William the Conqueror had a cook called Tezelin, who one day served him with a white soup called Dillegrout. His Majesty was so pleased that he made Tezelin Lord of the Manor of Addington. Good cooks were appreciated thenadays. But we have lost the recipe for Dillegrout.

Attempts have often been made to cook according to ancient recipes, but rarely with success. The curious in these matters may be referred to Smollett’s observations in “Peregrine Pickle” on certain experiments to cook practically according to the recipes of Apicius. They ended disastrously.

A last word on soup. The French cuisine bourgeoise (the best in the world) believes in good strong meat for its soups, and not, as we erroneously suppose, makes shift—and good shift too—out of any odds and ends; “any old thing,” as the Americans say. On the contrary, pour faire sourire le pot-au-feu (delightful expression!) you must have good material, and plenty of it.

CHAPTER·IV·FISH·

“In a restaurant, when a waiter offers you turbot, ask for salmon, and when he offers you a sole, order a mackerel; as language to man, so fish has been given to the waiter to disguise his thoughts.”—P. Z. Didsbury.

The fish of Great Britain is, beyond all manner of doubt, the very best in the world. It is, therefore, only right and proper that its original flavour should be preserved by simply boiling or frying it, and eating it with what some of the old cook-books call its “Analogies,” which presumably means its traditional accompaniments: lemon, brown bread and butter, and so much as may be of its own liquor, or a Court Bouillon of the simplest. There are so many ways of spoiling fish that the Chafer can never go far wrong if he rejects all but the most primitive, although it is not necessary to revert to the aboriginal braising upon the hot ashes of a nearly extinct wood fire, without the intervention of any implement of stone or earthenware whatever.

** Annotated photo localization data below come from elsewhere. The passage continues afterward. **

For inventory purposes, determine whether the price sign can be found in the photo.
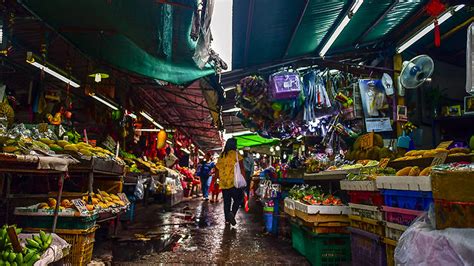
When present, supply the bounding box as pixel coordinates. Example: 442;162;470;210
71;199;89;215
431;152;448;166
117;193;130;205
379;158;390;169
360;132;374;150
436;140;453;149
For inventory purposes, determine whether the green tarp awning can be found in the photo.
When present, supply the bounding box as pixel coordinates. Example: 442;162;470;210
22;0;214;84
235;134;280;149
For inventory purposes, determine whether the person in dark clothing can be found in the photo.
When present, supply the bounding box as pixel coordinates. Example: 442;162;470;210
196;153;215;200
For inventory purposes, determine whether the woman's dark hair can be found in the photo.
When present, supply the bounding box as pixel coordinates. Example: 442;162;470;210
221;138;237;157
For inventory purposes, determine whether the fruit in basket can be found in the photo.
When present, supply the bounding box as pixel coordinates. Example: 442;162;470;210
420;166;431;176
56;139;70;148
63;144;79;152
61;199;73;208
49;144;64;152
395;166;411;176
408;166;420;176
48;198;57;208
39;138;54;145
38;202;49;210
3;146;18;153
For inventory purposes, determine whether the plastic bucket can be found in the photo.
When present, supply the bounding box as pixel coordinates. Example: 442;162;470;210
263;213;273;232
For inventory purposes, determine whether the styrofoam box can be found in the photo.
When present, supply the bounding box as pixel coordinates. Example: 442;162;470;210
295;201;350;215
349;203;383;221
339;180;378;191
284;197;295;210
385;222;408;241
376;176;431;191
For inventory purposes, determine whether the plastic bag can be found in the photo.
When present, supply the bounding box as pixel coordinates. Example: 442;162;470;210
395;210;474;266
234;152;247;188
133;177;146;200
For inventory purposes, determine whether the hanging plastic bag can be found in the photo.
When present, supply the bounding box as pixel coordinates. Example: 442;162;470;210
133;177;146;200
234;152;247;188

This method is, however, still in practice to-day in many parts of Portugal (and possibly elsewhere) before the doors of the houses of the wage-earners, and in the taverns of the commoner folks.

Without going to extremes, there is a decent self-respecting kind of cookery, to the value and charm of which the great Carême refers in his “Cuisinier Français” (1828), and which he calls, appropriately enough, le genre mâle et élégant.

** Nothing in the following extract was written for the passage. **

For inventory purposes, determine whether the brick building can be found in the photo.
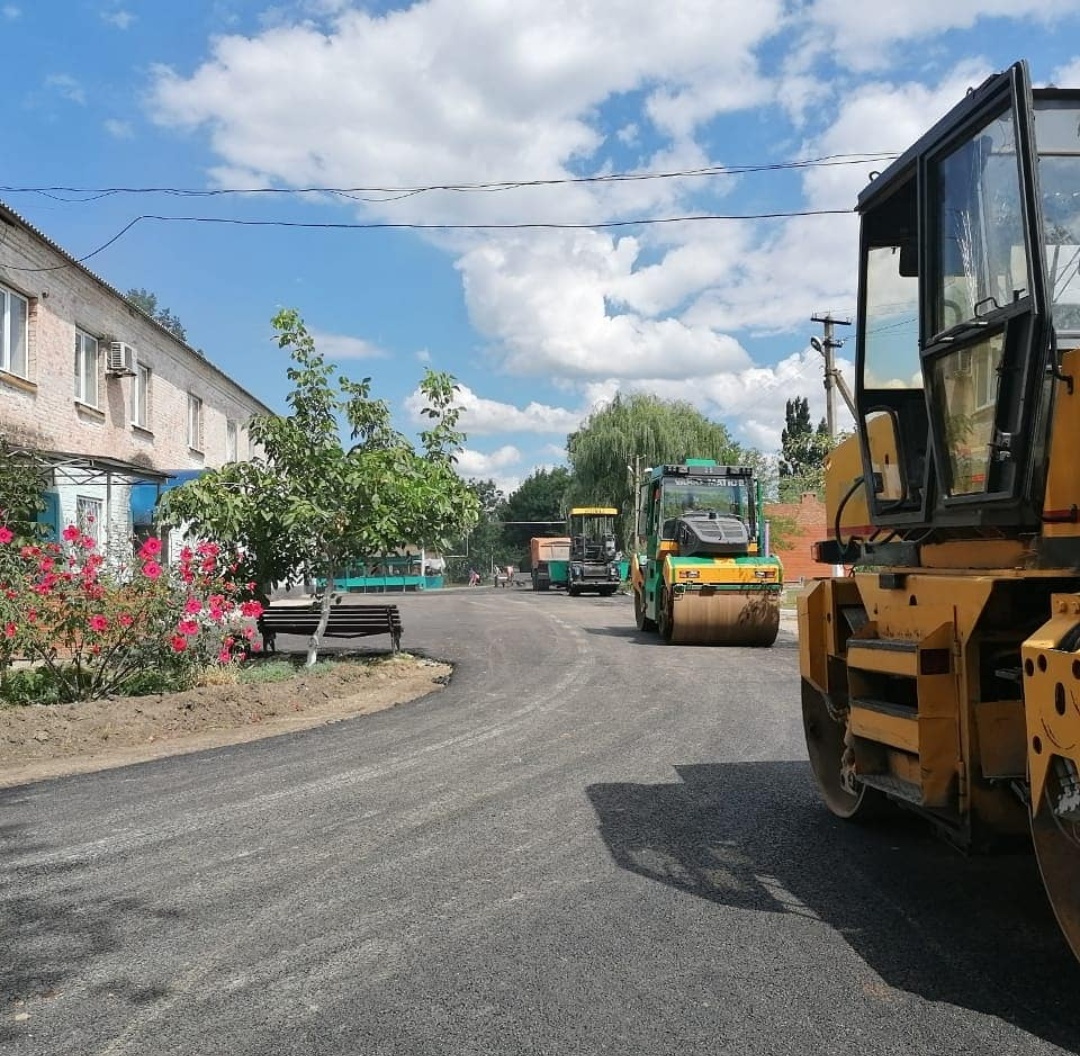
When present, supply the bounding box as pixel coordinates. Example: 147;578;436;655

The genius of Carême, however, occasionally led him to a state of self-appreciation which is supreme in its bathos. He says, for instance, in a kind of retrospect of his contributions to the culinary art: “I contemplated from behind my ovens the kitchens of India, China, Egypt, Greece, Turkey, Italy, Germany and Switzerland, and I felt their ignoble fabric of routine crumbling under my critical blows.” These are, indeed, “prave ’orts!”